It was Arsène Wenger who, on New Year's Eve, retorted drily to the question which greets every manager during the festive season: "Tomorrow I will open my window, as I do every day. But not to make a transfer..."
Well, that remains to be seen, of course, with the Gunners temporarily silenced in front of goal, and their young midfield lacking a Vieira-like sergeant-major figure to instil authority. Thomas Gravesen is said to have excited the interest of both Wenger and Sir Alex Ferguson, who has already been at the forefront of the winter sales, laying out £12 million on Monaco's Patrice Evra and the Serb Nemanja Vidic from Spartak Moscow.
A week on since the month of opportunity began, and after a sedate start dominated, almost inevitably, by United and Chelsea (Jose Mourinho having signed his compatriot Maniche on loan), momentum is gathering. Liverpool's Rafa Benitez has also indulged in "swapsies", with Villarreal's Jan Kromkamp changing places with Josemi. Lower down the supply-and-demand chain, Neil Warnock, who used to portray himself more like a Big Issue seller lurking outside Bramall Lane than a manager, is ready to spend at least £2m on Cardiff's Cameron Jerome to reinforce his Premiership-bound Sheffield United.
It is a fascinating spectator sport. Yet, like overexcited shoppers, will these managers question the wisdom of their purchases and loans once they get them home? It is one thing a club seeking to augment beleaguered troops: Steve Bruce's dash for Celtic's giveaway but decidedly mercurial striker Chris Sutton could be the catalyst for salvation, as Christophe Dugarry was. It is a chance worth taking. But when it comes to buttressing a club's ambition, speculating to accumulate midway through a season can be a questionable calculation.
The transfer window can bring a breath of fresh air or, as Steve Coppell, the manager of Premiership-destined Reading, worries, the howling of an ill wind. Now, you or I may consider it remarkable that Coppell, whose club have a Foinavon-like advantage over all but Warnock's men, is even questioning whether to bolster his team. But with the same circumspection that makes him refuse to discuss promotion, Coppell is guarded about fracturing the team spirit which has carried his men so far.
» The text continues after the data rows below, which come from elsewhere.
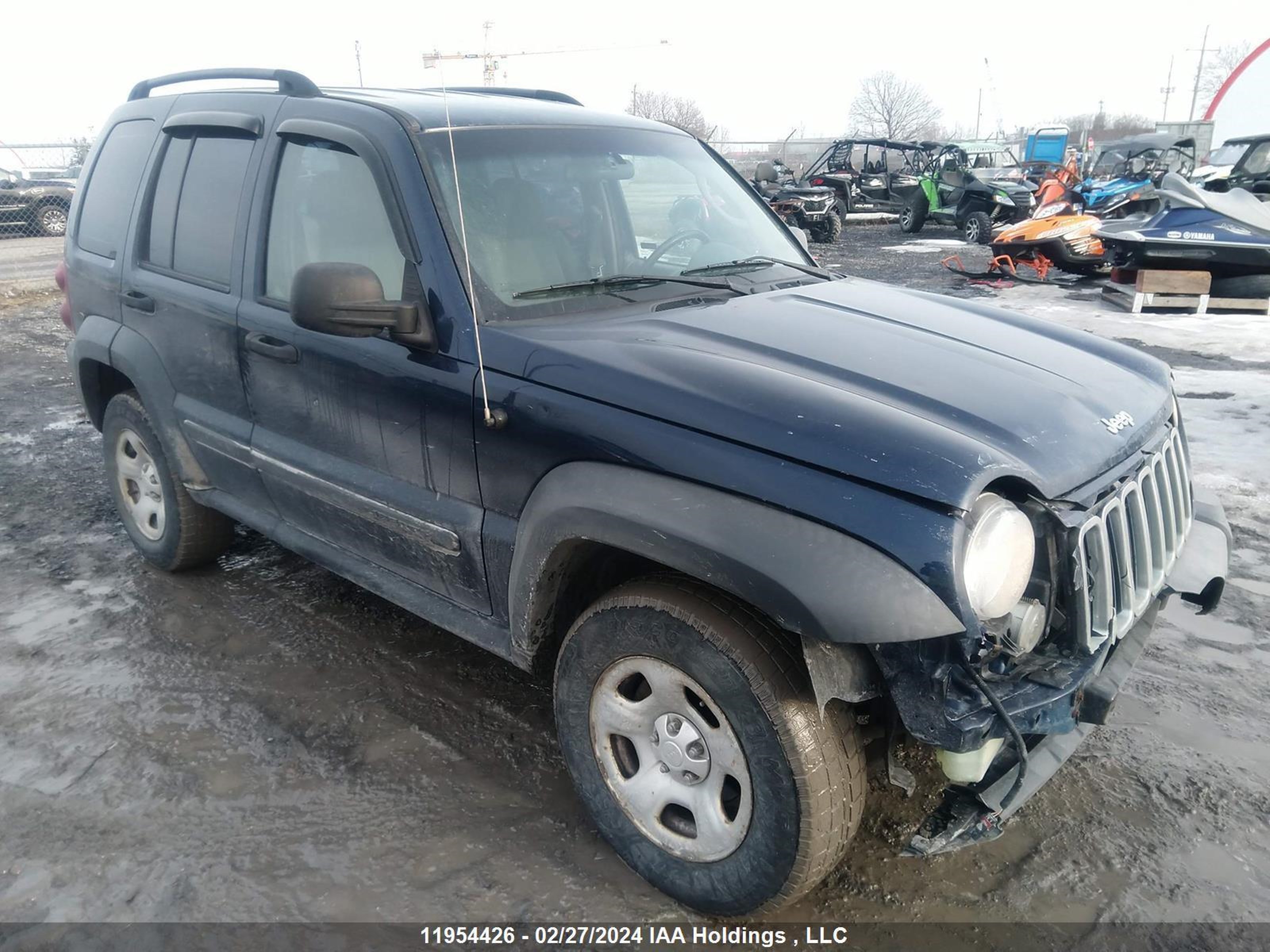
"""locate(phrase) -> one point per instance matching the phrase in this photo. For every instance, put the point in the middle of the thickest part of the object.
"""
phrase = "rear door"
(103, 207)
(183, 285)
(365, 443)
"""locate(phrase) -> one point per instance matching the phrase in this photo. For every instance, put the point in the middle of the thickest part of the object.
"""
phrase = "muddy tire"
(912, 216)
(1243, 286)
(693, 737)
(829, 230)
(51, 220)
(977, 229)
(167, 526)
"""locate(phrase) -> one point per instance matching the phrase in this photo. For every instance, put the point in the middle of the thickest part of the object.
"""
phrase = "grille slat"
(1130, 544)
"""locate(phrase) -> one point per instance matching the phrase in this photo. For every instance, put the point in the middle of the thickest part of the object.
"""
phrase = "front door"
(365, 443)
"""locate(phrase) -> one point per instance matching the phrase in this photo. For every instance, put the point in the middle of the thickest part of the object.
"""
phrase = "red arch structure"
(1235, 74)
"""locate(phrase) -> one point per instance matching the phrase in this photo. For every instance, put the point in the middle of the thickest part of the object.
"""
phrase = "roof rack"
(549, 94)
(292, 84)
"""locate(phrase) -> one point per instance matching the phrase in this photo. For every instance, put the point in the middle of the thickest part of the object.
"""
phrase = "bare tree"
(893, 107)
(675, 111)
(1217, 67)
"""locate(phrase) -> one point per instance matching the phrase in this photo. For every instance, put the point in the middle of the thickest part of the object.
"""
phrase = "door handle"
(272, 348)
(138, 301)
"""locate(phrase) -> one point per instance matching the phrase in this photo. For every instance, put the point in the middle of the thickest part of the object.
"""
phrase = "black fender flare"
(137, 359)
(811, 579)
(88, 352)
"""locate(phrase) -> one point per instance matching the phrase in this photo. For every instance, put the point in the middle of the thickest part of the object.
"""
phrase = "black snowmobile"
(1224, 233)
(804, 207)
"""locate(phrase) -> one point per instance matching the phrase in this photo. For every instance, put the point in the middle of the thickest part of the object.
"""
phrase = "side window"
(327, 209)
(194, 210)
(112, 187)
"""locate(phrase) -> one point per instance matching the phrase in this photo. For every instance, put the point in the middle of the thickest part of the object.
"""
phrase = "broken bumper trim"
(970, 816)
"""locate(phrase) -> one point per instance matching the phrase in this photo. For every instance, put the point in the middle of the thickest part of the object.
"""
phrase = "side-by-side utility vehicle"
(975, 187)
(747, 514)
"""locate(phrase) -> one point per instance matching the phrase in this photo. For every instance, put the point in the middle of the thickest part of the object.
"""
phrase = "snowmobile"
(1060, 233)
(973, 197)
(811, 209)
(1224, 233)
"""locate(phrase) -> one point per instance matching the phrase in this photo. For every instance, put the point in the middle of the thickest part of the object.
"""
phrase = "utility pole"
(1199, 74)
(1166, 89)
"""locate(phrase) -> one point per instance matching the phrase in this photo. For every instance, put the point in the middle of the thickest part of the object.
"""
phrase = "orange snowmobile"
(1058, 234)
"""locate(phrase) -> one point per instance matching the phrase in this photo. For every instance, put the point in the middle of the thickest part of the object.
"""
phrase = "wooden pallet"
(1164, 290)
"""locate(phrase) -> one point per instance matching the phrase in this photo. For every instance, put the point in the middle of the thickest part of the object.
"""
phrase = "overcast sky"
(757, 70)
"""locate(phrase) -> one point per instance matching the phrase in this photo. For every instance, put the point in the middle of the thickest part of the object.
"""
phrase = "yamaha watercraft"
(1224, 233)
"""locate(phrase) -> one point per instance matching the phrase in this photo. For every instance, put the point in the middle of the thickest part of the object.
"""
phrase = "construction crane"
(491, 61)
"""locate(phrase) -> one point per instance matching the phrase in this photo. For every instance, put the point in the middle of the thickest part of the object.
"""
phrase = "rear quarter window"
(194, 211)
(112, 187)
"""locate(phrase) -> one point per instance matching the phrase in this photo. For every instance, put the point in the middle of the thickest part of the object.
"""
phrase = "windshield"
(557, 206)
(1229, 154)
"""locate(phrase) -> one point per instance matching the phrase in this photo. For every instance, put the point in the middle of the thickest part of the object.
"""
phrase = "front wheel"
(693, 737)
(912, 216)
(51, 220)
(167, 526)
(977, 229)
(829, 229)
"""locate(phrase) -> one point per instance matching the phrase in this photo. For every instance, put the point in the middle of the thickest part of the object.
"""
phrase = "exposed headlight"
(999, 555)
(1051, 209)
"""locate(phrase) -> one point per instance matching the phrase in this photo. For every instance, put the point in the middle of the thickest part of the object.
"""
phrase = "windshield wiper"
(757, 262)
(625, 281)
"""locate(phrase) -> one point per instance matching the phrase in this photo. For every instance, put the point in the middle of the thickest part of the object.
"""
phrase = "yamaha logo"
(1121, 422)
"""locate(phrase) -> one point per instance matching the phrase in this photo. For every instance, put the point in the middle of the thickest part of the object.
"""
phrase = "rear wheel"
(1243, 286)
(912, 216)
(977, 229)
(51, 220)
(693, 737)
(167, 526)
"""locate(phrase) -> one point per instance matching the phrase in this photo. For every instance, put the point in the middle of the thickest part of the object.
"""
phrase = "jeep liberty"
(747, 513)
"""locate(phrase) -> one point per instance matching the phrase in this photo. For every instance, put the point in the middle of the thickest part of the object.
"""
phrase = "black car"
(35, 206)
(733, 506)
(1249, 162)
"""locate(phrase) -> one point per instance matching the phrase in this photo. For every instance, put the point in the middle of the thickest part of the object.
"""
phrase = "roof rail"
(550, 96)
(291, 84)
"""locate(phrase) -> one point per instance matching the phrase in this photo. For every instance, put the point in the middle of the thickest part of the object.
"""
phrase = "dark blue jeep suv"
(562, 384)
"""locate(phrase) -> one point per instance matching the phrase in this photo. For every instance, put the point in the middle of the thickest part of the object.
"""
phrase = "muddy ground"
(266, 742)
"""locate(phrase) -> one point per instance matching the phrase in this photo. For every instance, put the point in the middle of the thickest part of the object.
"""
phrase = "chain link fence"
(37, 183)
(745, 157)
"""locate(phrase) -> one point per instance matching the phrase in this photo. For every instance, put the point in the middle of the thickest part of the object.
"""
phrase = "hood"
(919, 393)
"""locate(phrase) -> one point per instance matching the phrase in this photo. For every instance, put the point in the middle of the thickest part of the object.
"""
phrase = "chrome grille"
(1127, 547)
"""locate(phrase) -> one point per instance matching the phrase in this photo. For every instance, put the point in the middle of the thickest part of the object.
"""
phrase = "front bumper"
(978, 813)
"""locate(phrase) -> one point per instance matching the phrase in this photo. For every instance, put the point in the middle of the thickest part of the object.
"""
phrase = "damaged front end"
(1006, 706)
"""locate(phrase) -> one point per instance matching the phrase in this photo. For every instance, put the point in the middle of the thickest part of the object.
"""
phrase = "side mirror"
(347, 300)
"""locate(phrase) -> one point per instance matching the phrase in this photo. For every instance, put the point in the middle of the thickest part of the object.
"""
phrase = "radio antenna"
(492, 422)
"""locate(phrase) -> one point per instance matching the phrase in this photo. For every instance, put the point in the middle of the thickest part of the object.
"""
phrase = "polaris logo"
(1121, 422)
"We have the potential to bring in new players, but whether to do so is a delicate decision because I don't want to disrupt what I have," he says, like the owner of a bone- china shop fretting about allowing too many strangers on to the premises.
His chairman, John Madejski, who prefers acquiring the works of Degas to footballers who tend to depreciate in value with age, will give him no unnecessary encouragement to depart from a cautionary stance. And that despite a recent windfall.
Suddenly, from a man who has had to "sub" his player's wages - he once showed me the stubs of a well-worn personal cheque book - Madejski is running a club in the midst of Silicon Valley with a surfeit of money and jobs in them thar hills, producing numerous come-latelys determined to acquire season tickets for next season. Madejski has already talked about adding an extra tier on the "Mad Stad", as it is known, to cope with the eager influx.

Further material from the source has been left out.